Sunday, March 24, 2013
Monday, March 18, 2013
I'm working on a new book about the R programming language. R is a language that is designed for use with statistics and data. I use it to analyze sports and social networking. I thought that it would be fun to write the book focusing on baseball statistics using data from Major League Baseball.
This post pulls the Batting Average topic from the book. I’ll try to provide enough information to get you started if you’re new to R. The book will include a tutorial and information about the R language.
Statistics in baseball can run from the very simple to the very complex. The complex end of the spectrum leads into the more advanced field of sabermetrics. Some of the advanced sabermetric calculations can’t be done without access to proprietary databases, and so for the most part my book will focus on what we can figure out using the data that’s easily available.
Almost everything you want to know about baseball statistics is already available on the internet, sliced and diced for you from sites like Baseball Prospectus and Fangraphs. It’s a lot of fun though, to sift through the data yourself. R is a great laboratory for that.
To get started, you’ll need R and you’ll need the baseball database. I would also suggest getting an IDE to make your work easier. Here are some links to get started:
The Comprehensive R Archive Network – This is where you can download R for the platform of your choice.
SeanLahman.com - Sean Lahman maintains Lahman’s Baseball Database, which includes data on Major League Baseball going back to 1871. For the samples I create, you’ll need the comma delimited version of the database. Unzip it to a convenient place on your PC and keep the path handy.
RStudio – There are a number of IDEs available for R, but my favorite is RStudio. This IDE makes it very easy to edit and run code, import .csv data into data frames, and to load R packages.
sqldf – sqldf is the package I use to run SQL statements on R data frames. There are a couple of different ways that you can access databases in R, but this one is very simple and it’s very easy to get up and running with it.

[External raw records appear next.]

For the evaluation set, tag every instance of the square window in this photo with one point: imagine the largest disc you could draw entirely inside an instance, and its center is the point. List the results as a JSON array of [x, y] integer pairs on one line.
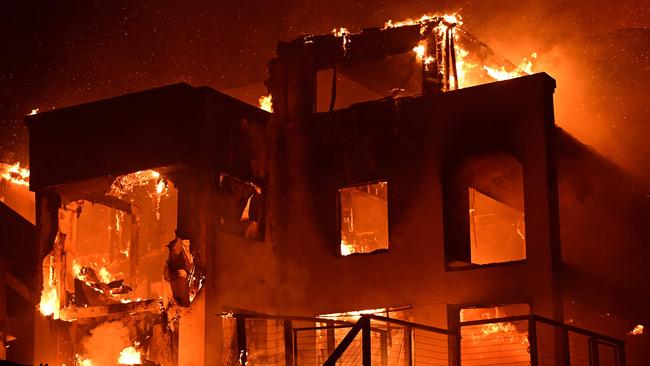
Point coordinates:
[[497, 231], [364, 218], [243, 212]]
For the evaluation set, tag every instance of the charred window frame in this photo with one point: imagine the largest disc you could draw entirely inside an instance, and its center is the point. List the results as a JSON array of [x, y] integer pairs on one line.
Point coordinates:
[[242, 207], [483, 198], [366, 206]]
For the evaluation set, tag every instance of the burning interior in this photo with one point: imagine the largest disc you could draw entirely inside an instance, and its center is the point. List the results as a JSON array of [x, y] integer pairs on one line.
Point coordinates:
[[212, 214]]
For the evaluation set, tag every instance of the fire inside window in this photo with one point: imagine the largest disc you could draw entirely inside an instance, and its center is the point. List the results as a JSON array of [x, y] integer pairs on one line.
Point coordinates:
[[243, 212], [364, 218], [497, 231], [492, 339]]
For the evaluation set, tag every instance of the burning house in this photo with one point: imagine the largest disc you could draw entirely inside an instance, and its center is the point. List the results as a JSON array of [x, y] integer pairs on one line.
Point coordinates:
[[394, 208]]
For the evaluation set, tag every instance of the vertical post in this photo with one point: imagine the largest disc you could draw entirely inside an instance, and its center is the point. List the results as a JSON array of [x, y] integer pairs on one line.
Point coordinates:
[[408, 346], [565, 349], [620, 354], [383, 348], [331, 341], [532, 341], [288, 343], [453, 340], [3, 310], [593, 352], [295, 347], [365, 341], [242, 354]]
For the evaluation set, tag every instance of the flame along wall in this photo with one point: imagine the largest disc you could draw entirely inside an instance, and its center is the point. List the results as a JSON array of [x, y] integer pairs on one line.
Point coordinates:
[[104, 277]]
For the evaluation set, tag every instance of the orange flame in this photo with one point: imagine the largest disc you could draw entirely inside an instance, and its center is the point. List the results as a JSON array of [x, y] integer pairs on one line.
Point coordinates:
[[49, 304], [14, 174], [266, 101], [638, 330], [82, 361], [129, 356], [525, 67]]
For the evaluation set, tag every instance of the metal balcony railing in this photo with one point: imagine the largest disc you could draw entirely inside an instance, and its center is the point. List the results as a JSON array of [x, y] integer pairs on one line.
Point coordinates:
[[537, 341], [257, 339]]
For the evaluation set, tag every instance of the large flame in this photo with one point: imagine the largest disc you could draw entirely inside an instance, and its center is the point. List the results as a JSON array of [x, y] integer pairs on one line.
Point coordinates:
[[463, 64], [129, 356], [50, 303], [82, 360], [525, 67], [14, 173]]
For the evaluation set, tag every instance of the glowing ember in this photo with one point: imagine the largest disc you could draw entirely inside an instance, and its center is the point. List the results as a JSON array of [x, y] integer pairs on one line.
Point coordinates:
[[340, 32], [14, 174], [266, 102], [129, 356], [420, 49], [524, 68], [82, 361], [127, 183], [160, 186], [638, 330], [105, 276], [346, 249], [425, 19], [49, 304]]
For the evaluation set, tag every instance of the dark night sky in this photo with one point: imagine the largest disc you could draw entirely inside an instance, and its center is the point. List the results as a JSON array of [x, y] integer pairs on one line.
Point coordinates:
[[61, 53]]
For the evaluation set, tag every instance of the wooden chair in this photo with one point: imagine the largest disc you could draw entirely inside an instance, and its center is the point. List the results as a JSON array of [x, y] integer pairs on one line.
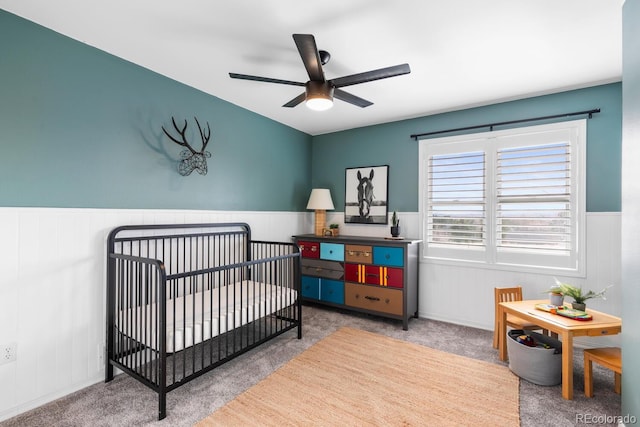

By default sqldf uses SQLite on the backend, but it can be configured to use other database programs as well.
Install R and RStudio and spend some time on a couple of the tutorials available on the internet. Install the sqldf package and take a look at the documentation.
Finally unzip the baseball database to a convenient location on your computer.
The following is the Batting Average topic. I would appreciate feedback, so please feel free to leave a comment or drop me a note at email@example.com.
Batting average is perhaps the best known of all baseball statistics. It’s a favorite of fans because it’s a simple calculation. A player’s batting average is calculated by dividing the number of Hits by the number of At Bats. This calculation does not count Walks, Sacrifice Flies, Sacrifice Hits, Hit by Pitch, or Catcher Interference.
BA = H/AB
Batting average can be calculated for any arbitrary number of At Bats, but it is generally used to describe batting performance over a series, a streak, a season, or a career.
Let’s take a look at how to calculate batting average in R for a player over the course of a season and then do the same for a career.
First we need to load up two tables. The Master table will give us the details we need on the player and the Batting table will let us take a look at those statistics.
> Master <- read.csv("~/SkyDrive/Documents/Stats/Baseball/Master.csv")
> Batting <- read.csv("~/SkyDrive/Documents/Stats/Baseball/Batting.csv")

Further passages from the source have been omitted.